То, что он целый список наворотил, меня несколько обнадежило — ведь не могли же эти чумазые носы всерьез рассчитывать, что я все ими требуемое с ходу выложу. Авось в кредит дадут!
Поведал мне финский кузнец, будто меч, что сейчас принесли, он семь лет оттачивал потоньше, оттягивал покруче, выравнивал поглаже. Чистую правду он говорил или с добавками, не ведаю, только изделие сие явно драгоценным было, не зря же его в потаенном подвале хранили.
Взмахнул я мечом богатырским — кузнецы с испугу зажмурились. Видать, знали, чего он стоит. Помедлил я чуток, чтобы, значит, страху на них нагнать, да как хрястну со всей силы дорогой вещицей по наковальне. Искры по всей кузнице брызнули. Кузнецы глаза вылупили, рты разинули, глядят на наковальню, а она пополам. Ну и ну, говорят, вот так клюква, надо же! Да и сам я тоже слегка удивился.
Итак, меч оказался подходящий, как раз мне по руке, и следовало его моим достоянием сделать.
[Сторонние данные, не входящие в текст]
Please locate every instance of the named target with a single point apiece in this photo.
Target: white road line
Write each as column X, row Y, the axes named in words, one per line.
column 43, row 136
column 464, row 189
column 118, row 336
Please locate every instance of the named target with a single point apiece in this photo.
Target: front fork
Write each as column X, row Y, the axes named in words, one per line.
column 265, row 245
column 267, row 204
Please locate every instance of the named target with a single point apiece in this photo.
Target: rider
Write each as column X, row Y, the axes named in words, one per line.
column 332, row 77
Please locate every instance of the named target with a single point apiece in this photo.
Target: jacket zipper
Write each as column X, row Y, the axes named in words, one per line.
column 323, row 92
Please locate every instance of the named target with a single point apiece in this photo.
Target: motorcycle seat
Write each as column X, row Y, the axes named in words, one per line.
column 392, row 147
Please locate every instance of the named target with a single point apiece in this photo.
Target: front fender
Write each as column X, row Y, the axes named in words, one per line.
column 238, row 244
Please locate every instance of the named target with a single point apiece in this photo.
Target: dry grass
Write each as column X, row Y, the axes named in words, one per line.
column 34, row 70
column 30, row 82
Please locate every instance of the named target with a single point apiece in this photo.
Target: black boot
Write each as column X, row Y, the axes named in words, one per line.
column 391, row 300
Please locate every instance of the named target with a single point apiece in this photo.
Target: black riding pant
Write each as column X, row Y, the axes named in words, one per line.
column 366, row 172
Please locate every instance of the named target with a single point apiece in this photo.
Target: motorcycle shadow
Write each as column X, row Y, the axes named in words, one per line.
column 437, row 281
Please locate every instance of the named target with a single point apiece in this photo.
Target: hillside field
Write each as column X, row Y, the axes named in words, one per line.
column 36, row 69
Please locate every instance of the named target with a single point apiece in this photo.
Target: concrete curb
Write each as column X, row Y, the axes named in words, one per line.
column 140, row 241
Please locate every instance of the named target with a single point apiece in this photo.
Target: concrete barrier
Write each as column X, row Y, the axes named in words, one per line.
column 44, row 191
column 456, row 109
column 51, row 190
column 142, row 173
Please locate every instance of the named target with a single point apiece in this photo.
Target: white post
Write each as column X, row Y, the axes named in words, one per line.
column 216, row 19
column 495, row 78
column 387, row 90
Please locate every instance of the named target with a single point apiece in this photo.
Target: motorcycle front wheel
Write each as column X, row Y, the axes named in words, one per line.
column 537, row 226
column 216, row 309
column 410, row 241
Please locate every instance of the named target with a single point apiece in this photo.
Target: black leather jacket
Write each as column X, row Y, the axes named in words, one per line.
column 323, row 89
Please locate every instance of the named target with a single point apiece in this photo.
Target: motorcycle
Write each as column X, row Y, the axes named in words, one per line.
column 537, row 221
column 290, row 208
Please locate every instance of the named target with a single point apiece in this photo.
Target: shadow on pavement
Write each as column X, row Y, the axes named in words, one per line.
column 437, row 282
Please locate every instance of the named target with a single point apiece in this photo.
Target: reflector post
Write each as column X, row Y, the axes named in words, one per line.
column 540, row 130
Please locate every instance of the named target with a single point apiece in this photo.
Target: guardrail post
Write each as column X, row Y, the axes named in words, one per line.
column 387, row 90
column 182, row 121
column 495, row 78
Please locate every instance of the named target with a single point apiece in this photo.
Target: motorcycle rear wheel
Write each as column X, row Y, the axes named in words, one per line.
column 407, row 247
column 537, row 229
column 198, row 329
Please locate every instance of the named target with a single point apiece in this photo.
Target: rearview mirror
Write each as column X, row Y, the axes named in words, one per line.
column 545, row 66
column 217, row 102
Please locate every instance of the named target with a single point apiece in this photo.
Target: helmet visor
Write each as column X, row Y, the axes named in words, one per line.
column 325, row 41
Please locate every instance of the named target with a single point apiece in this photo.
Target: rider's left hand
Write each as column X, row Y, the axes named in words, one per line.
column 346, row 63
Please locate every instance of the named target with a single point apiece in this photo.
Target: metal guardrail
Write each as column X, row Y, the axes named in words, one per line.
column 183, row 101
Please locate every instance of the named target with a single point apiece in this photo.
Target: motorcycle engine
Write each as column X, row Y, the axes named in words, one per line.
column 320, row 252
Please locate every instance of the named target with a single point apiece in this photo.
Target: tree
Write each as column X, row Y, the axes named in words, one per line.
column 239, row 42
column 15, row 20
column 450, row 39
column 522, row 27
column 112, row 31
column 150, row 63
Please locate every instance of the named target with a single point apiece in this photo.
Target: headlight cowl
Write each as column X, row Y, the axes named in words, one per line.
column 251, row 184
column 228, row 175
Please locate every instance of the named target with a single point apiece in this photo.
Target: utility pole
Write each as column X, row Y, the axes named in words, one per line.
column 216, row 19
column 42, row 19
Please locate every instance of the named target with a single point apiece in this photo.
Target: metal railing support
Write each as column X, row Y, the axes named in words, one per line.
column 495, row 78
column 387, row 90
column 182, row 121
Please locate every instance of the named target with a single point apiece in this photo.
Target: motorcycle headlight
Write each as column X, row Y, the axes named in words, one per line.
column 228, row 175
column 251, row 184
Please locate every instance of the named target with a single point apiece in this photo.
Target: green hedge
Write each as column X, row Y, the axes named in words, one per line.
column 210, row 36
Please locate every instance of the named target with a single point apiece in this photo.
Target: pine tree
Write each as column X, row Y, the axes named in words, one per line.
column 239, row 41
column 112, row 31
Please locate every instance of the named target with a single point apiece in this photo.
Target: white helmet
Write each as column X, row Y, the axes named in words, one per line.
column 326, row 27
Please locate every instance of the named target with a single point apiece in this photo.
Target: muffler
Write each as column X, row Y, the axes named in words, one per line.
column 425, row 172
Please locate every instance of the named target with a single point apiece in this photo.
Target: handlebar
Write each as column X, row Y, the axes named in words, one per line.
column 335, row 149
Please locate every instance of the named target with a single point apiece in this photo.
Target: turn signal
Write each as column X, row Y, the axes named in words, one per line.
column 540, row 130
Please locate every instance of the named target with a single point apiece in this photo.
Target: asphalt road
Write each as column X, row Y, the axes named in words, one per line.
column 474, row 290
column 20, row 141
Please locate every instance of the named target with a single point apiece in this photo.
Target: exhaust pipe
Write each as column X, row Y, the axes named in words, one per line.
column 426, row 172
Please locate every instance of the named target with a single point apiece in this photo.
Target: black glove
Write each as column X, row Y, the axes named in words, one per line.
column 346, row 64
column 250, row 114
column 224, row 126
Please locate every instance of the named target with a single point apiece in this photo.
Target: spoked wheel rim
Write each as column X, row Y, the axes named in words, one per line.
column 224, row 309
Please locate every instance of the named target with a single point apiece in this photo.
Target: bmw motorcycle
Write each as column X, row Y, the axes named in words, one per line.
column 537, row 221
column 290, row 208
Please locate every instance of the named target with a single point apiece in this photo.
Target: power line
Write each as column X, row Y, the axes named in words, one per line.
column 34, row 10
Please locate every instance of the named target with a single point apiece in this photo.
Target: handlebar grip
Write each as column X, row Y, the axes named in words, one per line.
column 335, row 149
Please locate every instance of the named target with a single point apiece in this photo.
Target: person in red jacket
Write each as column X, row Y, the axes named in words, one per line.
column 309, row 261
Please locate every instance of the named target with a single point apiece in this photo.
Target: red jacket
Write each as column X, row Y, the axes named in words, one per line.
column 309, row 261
Вот только насчет цены надобно было поразмыслить. Корова-то у нас дома, правда, имелась, да еще телка, да еще поросенок. Но как же мне, всесильные небеса, с кузнецами расплатиться? Недолго я себе голову ломал. Поскольку суждено мне было королем стать, значит, скорей всего с помощью сего меча стану я таковым. А король для чего нужен? Для того, чтобы подданные могли свою преданность изъявлять. А как ее изъявлять? Налоги платить исправно. Ну, а ежели кто заартачится и свои личные интересы вздумает выше общественных ставить, так меч ершистому протестанту быстро ума вложит. Очень я был доволен, что додумался до правильного решения и что в столь еще юном возрасте подлинно королевский образ мыслей имею.
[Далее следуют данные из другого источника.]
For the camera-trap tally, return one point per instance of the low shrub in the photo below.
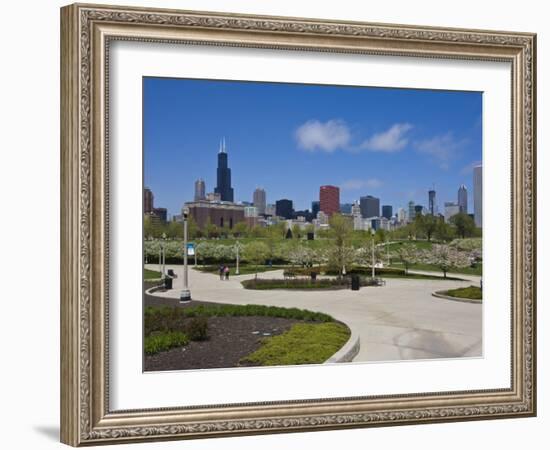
(161, 318)
(471, 292)
(367, 271)
(197, 328)
(306, 283)
(304, 343)
(160, 342)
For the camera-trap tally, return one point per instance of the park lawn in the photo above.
(478, 270)
(244, 269)
(304, 343)
(471, 292)
(151, 275)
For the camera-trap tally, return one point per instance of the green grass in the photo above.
(304, 343)
(151, 275)
(471, 292)
(244, 269)
(160, 342)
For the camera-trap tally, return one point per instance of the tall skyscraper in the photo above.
(345, 208)
(478, 195)
(223, 176)
(148, 201)
(431, 202)
(370, 206)
(315, 208)
(463, 199)
(200, 190)
(451, 209)
(259, 200)
(356, 209)
(401, 215)
(411, 213)
(284, 208)
(329, 199)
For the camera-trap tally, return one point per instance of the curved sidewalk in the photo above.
(399, 321)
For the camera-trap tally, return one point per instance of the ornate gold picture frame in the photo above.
(87, 32)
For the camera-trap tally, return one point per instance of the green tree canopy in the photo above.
(465, 225)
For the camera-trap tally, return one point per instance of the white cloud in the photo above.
(442, 148)
(392, 140)
(467, 170)
(355, 185)
(326, 137)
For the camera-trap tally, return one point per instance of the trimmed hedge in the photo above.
(304, 343)
(165, 316)
(160, 342)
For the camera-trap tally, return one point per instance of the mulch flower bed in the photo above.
(229, 340)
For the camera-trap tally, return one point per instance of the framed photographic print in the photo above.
(277, 224)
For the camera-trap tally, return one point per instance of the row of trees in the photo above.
(429, 227)
(424, 227)
(337, 257)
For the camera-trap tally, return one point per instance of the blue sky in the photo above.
(290, 139)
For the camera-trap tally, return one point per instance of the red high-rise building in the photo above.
(329, 199)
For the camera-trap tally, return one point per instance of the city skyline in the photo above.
(397, 160)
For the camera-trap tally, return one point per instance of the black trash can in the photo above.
(355, 282)
(168, 283)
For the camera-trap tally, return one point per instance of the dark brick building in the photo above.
(221, 214)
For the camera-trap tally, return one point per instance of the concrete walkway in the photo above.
(395, 322)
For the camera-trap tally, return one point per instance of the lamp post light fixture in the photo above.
(237, 250)
(185, 295)
(163, 255)
(160, 259)
(373, 232)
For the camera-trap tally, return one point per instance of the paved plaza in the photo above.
(399, 321)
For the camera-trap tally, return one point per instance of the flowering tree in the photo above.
(301, 256)
(363, 255)
(408, 254)
(340, 257)
(446, 258)
(256, 253)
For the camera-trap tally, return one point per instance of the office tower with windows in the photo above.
(387, 211)
(223, 186)
(463, 199)
(259, 200)
(200, 190)
(329, 199)
(370, 206)
(478, 196)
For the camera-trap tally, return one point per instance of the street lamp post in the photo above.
(372, 231)
(237, 247)
(185, 295)
(160, 259)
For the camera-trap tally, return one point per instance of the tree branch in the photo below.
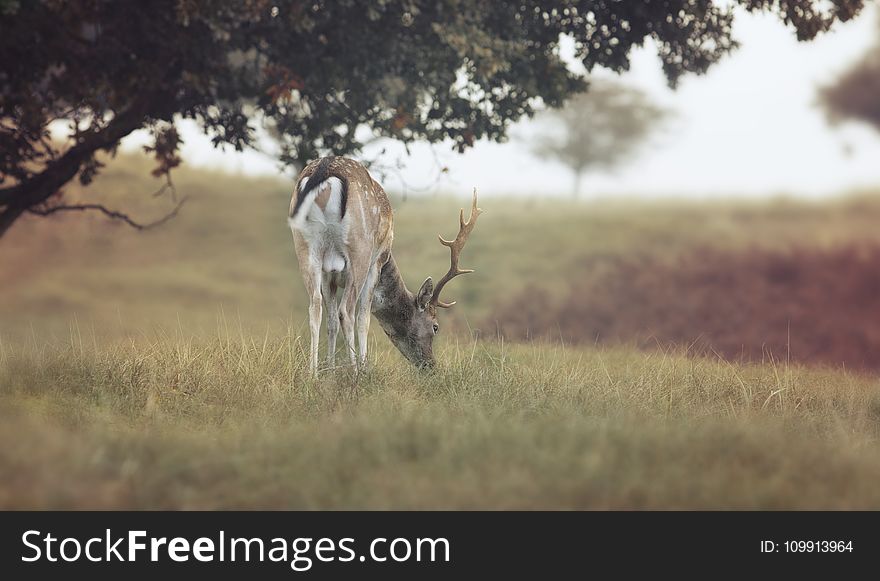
(21, 197)
(116, 215)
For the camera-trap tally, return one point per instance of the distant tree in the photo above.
(316, 71)
(855, 96)
(596, 130)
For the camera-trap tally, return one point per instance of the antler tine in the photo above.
(455, 246)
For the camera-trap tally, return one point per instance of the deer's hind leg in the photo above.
(365, 303)
(348, 304)
(328, 291)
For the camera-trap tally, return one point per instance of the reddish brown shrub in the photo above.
(814, 306)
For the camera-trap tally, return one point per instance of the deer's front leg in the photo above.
(348, 306)
(312, 278)
(328, 291)
(363, 312)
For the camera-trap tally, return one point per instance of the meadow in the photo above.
(167, 369)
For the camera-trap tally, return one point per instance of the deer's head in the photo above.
(419, 325)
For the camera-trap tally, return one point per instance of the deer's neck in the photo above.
(392, 301)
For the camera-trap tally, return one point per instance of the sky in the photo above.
(749, 127)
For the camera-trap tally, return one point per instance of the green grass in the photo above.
(166, 369)
(235, 422)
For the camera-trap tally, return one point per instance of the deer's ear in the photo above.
(423, 297)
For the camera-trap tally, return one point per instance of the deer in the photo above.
(343, 228)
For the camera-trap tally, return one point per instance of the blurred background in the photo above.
(735, 215)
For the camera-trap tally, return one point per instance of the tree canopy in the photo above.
(315, 71)
(855, 96)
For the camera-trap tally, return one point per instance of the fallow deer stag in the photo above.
(342, 226)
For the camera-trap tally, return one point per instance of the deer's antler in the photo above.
(455, 246)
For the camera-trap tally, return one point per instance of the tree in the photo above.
(315, 71)
(854, 96)
(598, 129)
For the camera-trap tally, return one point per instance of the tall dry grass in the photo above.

Ударили мы по рукам с мастерами кузнечного дела. Как я и думал, старик согласился меч в рассрочку продать. Договорились о сроках платежа, о размерах пени, и кузнец предложил вспрыснуть эту сделку. Я против выпивки возражать не стал, ежели за чужой счет, почему не выпить.
Накрыли во дворе длинный стол, выкатили из подвала бочки с пивом, притащился откуда-то музыкант с кантеле, а вскорости и девицы объявились.
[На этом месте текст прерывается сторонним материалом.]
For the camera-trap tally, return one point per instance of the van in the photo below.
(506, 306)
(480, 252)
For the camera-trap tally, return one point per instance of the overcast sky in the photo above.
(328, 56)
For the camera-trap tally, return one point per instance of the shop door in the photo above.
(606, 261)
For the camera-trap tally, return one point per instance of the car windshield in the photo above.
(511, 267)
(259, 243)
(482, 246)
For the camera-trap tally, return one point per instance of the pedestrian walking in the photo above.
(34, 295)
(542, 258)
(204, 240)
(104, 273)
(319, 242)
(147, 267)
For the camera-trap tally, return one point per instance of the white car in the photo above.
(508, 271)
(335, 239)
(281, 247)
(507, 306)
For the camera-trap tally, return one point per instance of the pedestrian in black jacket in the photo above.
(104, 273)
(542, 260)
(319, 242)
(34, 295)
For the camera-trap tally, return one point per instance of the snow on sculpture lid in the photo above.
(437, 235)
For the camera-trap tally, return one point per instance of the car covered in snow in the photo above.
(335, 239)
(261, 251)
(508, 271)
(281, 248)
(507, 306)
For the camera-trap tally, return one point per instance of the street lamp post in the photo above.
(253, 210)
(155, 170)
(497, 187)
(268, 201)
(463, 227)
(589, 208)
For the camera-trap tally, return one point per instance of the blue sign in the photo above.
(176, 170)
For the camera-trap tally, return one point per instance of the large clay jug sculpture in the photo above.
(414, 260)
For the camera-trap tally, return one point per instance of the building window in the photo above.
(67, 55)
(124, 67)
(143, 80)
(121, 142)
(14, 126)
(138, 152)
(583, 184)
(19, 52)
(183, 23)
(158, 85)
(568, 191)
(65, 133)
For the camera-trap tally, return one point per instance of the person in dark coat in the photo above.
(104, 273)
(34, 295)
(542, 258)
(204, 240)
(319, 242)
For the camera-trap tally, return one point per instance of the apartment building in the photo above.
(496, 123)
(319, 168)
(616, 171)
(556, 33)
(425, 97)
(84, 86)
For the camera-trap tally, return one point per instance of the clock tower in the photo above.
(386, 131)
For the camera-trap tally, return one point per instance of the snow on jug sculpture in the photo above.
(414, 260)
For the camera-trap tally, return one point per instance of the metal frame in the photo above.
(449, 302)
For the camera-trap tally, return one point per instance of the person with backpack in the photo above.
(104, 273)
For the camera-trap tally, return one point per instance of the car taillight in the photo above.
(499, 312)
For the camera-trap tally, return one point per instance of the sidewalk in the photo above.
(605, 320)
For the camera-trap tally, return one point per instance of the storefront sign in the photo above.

Можно было приступать к торжеству.
Для начала финский кузнец фартовую речь толкнул о традиционной дружбе финского и эстонского народов. Любезно упомянул он о моем покойном отце и его достойном вкладе в историю прибалтийско-финского становления. Я рявкнул в ответ, что эсты — истые баталисты, и звонко стукнул своей о его кружку.
Сказать по совести, бражничать мне до сей поры не доводилось, и хмель, по всем жилочкам пробежав, лихо в голову мне ударил. Однако богатырю теряться не пристало, и я резво осушал кружку за кружкой, проворством своим соседей по столу в немалое изумление приводя. Вспоминается мне, что вроде бы порывался я ответную речь произнести, но вроде бы получилось из сего нечто весьма невразумительное, неясное и сбивчивое, что, впрочем, вполне согласуется с национальной традицией. Во всяком случае, летописцы ничего о моем тосте не сообщают. И понять их нетрудно.
Вспоминается еще, что вскорости рядом с собой заметил я прекрасную деву. Густая пшеничная коса, соблазнительные пышные руки — ну, одно слово, красотка. И притом глаз с меня не сводит.
Усердно черпал я смелость из кружки, о недавнем уроке, что на острове получил, памятуя. И вскорости ваш юный богатырь в немалом подпитии оказался, что уже на заре того железного века называлось «пьян в драбадан».
О дальнейшем в памяти моей сохранились лишь отдельные клочки. Так, помнится мне, что пригожая дева за руку притащила меня в сарай, полный сена, я же при этом без умолку похвалялся и куражился. Очень она мне по сердцу пришлась своей мягкостью и пышностью. Хорошо помню, что наобещал ей с три короба: поклялся возвести эту Айно (или Кати?) на престол объединенного королевства Эстонии, Финляндии, Латвии, Турции и Татарии. И не далее как завтра.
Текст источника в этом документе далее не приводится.